The first wave didn’t touch ground, but rather passed right over the county, eventually tracking north up Interstate 65, Harden said.

Around 6 p.m., however, the first damage reports started coming in from Forest Home.

“When we went out there to asses the situation, there were about 4 houses that were damaged, several barns got tore up and tin was ripped off a chicken house,” Harden said.

Minor power line damage was also reported, Harden said.

The worst, however, started when an EF-0 first touched down on County Road 44 near Shiloh Baptist Church. The NWS Damage Survey Viewer showed that this tornado tracked straight along Sherling Lake Road, eventually growing into an EF-2 with sustained winds of 115 miles per hour. The NWS described the damage as a “400 yard wide path of trees snapped” extending all the way to Sherling Lake Campground. The storm snapped numerous trees in half, uprooting some, and causing pavilions at Sherling Lake to collapse.
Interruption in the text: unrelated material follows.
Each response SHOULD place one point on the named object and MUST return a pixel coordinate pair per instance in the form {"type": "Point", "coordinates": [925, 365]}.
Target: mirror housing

Emergency Management Director Bob Luman said the last storm moved through around 8:30 p.m.

Harden said that throughout the night, he was in constant contact with Luman, who relayed information from the NWS.

“The weather service was on it this time,” Harden said. “This is the one time we wished they had been wrong.”

Community members gathered together at Shiloh Church Saturday, clearing down trees and pushing them into burn piles, Harden said. The church itself received minor damage, the sheriff said, with some tin and siding being ripped off the structure and a small hole getting knocked in the wall.